Graham was stunned at the thought of going offline. This was not at all what he had been expecting to hear from Silo 40. He had expected to have to make his case for just cutting the lines on Level 72. He knew that tampering with the control lines on Level 72, the ones that Silo One could use to remotely destroy a silo, was forbidden within the group of silos that knew their purpose and spoke with each other.
It was forbidden for good reason because there was a chance that Silo One would figure out a way to prevent anyone after that from doing the same. That would leave everyone, forever after, at the mercy of Silo One’s whim. It had been long agreed that if it was done at all, it needed to be coordinated between the many silos that had been having their own contact in these past years.

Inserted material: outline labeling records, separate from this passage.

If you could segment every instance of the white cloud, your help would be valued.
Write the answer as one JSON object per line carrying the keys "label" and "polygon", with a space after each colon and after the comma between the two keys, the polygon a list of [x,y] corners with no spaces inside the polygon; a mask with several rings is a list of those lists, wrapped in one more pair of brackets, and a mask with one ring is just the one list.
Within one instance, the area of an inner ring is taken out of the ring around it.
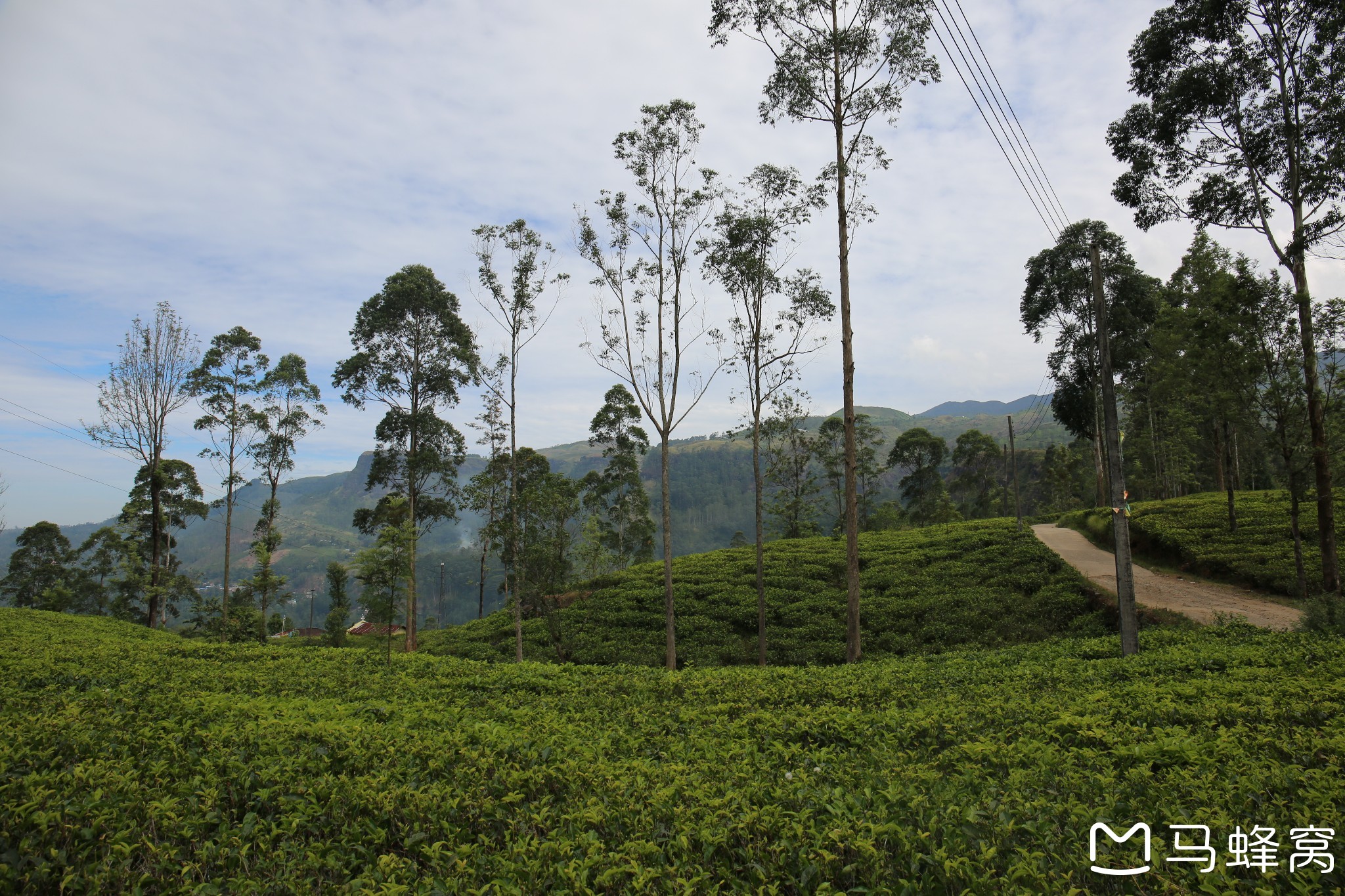
{"label": "white cloud", "polygon": [[[523,216],[574,287],[525,359],[522,441],[584,438],[611,377],[577,348],[589,296],[573,207],[625,185],[611,140],[639,105],[698,102],[702,160],[733,179],[767,160],[810,175],[826,161],[823,128],[757,122],[767,59],[745,40],[712,48],[707,5],[0,0],[0,332],[98,379],[128,318],[169,300],[203,337],[241,324],[273,353],[303,353],[325,386],[359,302],[402,265],[434,267],[484,324],[469,231]],[[963,5],[1067,211],[1107,219],[1166,275],[1190,230],[1135,231],[1110,197],[1119,168],[1103,142],[1130,102],[1128,43],[1159,4]],[[962,85],[946,71],[911,90],[898,129],[878,136],[894,164],[870,181],[880,216],[851,261],[858,399],[916,411],[1034,390],[1045,348],[1017,308],[1022,265],[1048,236]],[[834,271],[824,216],[806,238],[800,261]],[[1338,271],[1314,275],[1338,293]],[[70,423],[91,415],[87,383],[5,347],[0,394]],[[838,344],[806,386],[819,407],[839,404]],[[732,424],[729,387],[689,434]],[[371,412],[331,404],[300,473],[346,469],[371,442]],[[475,412],[468,398],[456,419]],[[110,458],[0,418],[11,450],[129,482]],[[12,457],[0,469],[11,523],[106,516],[121,500]]]}

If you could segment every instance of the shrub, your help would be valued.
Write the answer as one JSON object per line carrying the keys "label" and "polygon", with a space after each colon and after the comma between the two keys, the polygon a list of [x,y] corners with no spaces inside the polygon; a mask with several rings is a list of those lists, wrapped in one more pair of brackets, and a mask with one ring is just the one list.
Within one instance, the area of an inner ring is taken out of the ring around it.
{"label": "shrub", "polygon": [[[1228,529],[1228,498],[1223,492],[1189,494],[1131,505],[1130,540],[1135,557],[1157,560],[1196,575],[1275,594],[1294,595],[1297,572],[1289,521],[1289,492],[1237,492],[1237,531]],[[1302,505],[1303,567],[1309,592],[1321,588],[1322,559],[1317,547],[1317,513]],[[1336,502],[1338,537],[1345,541],[1345,494]],[[1079,529],[1111,547],[1110,510],[1076,510],[1060,525]]]}
{"label": "shrub", "polygon": [[[1053,551],[1011,520],[956,523],[859,536],[865,656],[939,653],[1060,634],[1102,635],[1092,590]],[[756,662],[752,548],[678,557],[678,658],[697,666]],[[772,665],[845,661],[845,543],[784,539],[765,548],[767,646]],[[561,610],[562,649],[585,664],[663,664],[663,566],[647,563],[585,586]],[[553,661],[546,622],[525,622],[525,656]],[[425,633],[424,650],[512,660],[504,613]]]}
{"label": "shrub", "polygon": [[[1287,836],[1340,829],[1345,642],[1116,653],[389,670],[0,610],[0,892],[1340,893]],[[1153,872],[1091,873],[1095,821],[1147,821]],[[1169,864],[1181,822],[1280,866]]]}

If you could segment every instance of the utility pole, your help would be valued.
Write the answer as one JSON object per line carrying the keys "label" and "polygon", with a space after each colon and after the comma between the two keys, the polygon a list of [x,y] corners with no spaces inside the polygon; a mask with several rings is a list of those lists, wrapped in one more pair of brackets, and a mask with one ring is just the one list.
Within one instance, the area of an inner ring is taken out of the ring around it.
{"label": "utility pole", "polygon": [[1013,513],[1022,532],[1022,500],[1018,496],[1018,449],[1013,445],[1013,414],[1009,415],[1009,455],[1013,458]]}
{"label": "utility pole", "polygon": [[999,489],[999,516],[1009,516],[1009,446],[1002,445],[1005,454],[1005,486]]}
{"label": "utility pole", "polygon": [[1093,305],[1098,313],[1098,369],[1102,376],[1102,412],[1107,431],[1107,480],[1111,488],[1111,532],[1116,544],[1116,609],[1120,613],[1120,653],[1139,653],[1135,614],[1135,576],[1130,564],[1130,521],[1126,519],[1126,480],[1120,466],[1120,427],[1116,422],[1116,384],[1111,375],[1107,341],[1107,298],[1102,285],[1102,253],[1092,247]]}

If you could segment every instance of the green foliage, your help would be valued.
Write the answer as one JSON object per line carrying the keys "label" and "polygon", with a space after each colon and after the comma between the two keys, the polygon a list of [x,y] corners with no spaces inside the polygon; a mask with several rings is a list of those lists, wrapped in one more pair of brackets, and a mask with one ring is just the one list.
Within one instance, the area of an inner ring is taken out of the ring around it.
{"label": "green foliage", "polygon": [[597,527],[597,544],[617,568],[654,559],[654,519],[650,496],[640,481],[640,458],[650,437],[639,426],[640,406],[617,383],[603,396],[603,407],[589,423],[589,445],[601,445],[607,466],[589,470],[580,481],[584,509]]}
{"label": "green foliage", "polygon": [[765,512],[769,529],[783,539],[816,535],[818,474],[812,461],[818,439],[803,429],[807,410],[792,394],[777,395],[771,416],[761,424],[761,453],[765,458],[765,481],[773,486]]}
{"label": "green foliage", "polygon": [[1104,819],[1153,825],[1147,893],[1340,893],[1287,844],[1267,876],[1161,857],[1169,822],[1332,826],[1345,642],[1142,645],[385,673],[0,610],[0,891],[1138,892],[1088,872]]}
{"label": "green foliage", "polygon": [[[924,430],[921,430],[924,431]],[[859,498],[859,528],[869,528],[869,513],[874,505],[874,489],[882,463],[878,449],[882,447],[882,431],[873,424],[868,414],[854,415],[855,489]],[[845,420],[829,416],[818,426],[816,458],[823,476],[831,486],[831,501],[835,519],[833,532],[845,531]]]}
{"label": "green foliage", "polygon": [[[332,386],[356,408],[369,402],[387,408],[374,429],[378,447],[366,488],[412,498],[416,525],[453,516],[453,477],[467,447],[437,408],[457,404],[459,388],[480,364],[457,297],[429,267],[408,265],[360,305],[350,340],[355,353],[336,364]],[[379,510],[386,512],[385,501]],[[355,525],[373,533],[383,516],[356,510]]]}
{"label": "green foliage", "polygon": [[67,584],[75,557],[70,539],[55,523],[34,523],[19,533],[19,549],[9,555],[9,572],[0,594],[15,607],[67,610],[74,594]]}
{"label": "green foliage", "polygon": [[1145,357],[1145,334],[1158,313],[1158,281],[1139,270],[1126,240],[1100,220],[1069,224],[1054,246],[1028,259],[1020,316],[1038,343],[1050,330],[1056,334],[1046,356],[1056,384],[1050,410],[1080,438],[1093,438],[1100,419],[1092,246],[1099,249],[1107,339],[1118,375],[1127,375]]}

Coordination would ensure that others wouldn’t pay whatever price Silo One would extract in blood to make absolutely positive no other silo thought of doing the same. But Graham had known nothing of any plan to go offline. How could the silos even go offline? Even now his plan for his own silo didn’t call for anything other than removing the ability to destroy his world from the hands of another silo. He hadn’t considered anything else past that point. He realized he probably should have thought of that. He was a terrible conspirator and had proved it yet again.
“Graham, are you there?”
“Uh, yeah. I’m just…well…just surprised,” he swallowed loudly. His throat was suddenly parched again and he asked, “How can we go offline?”
“Think about it, Graham. What do they actually do for us over there? They keep us going around in the same cycle over and over and watch until something fails and a silo dies. Your own silo is a prime example! How long has this sickness been going on? It’s been decades, right? This has been happening to your people since before we started talking. Tell me I’m not right.”
Graham could hear the intensity in John’s words, the utter conviction. He keenly regretted that he hadn’t had the guts to get this communications gear altered a long time ago. He might have been able to avert all of this current pain and horror. They might now be offline, whatever that might mean, and working on a way to save the silo with people who really wanted to help rather than just control. Those regrets were for later though, after this silo was safe.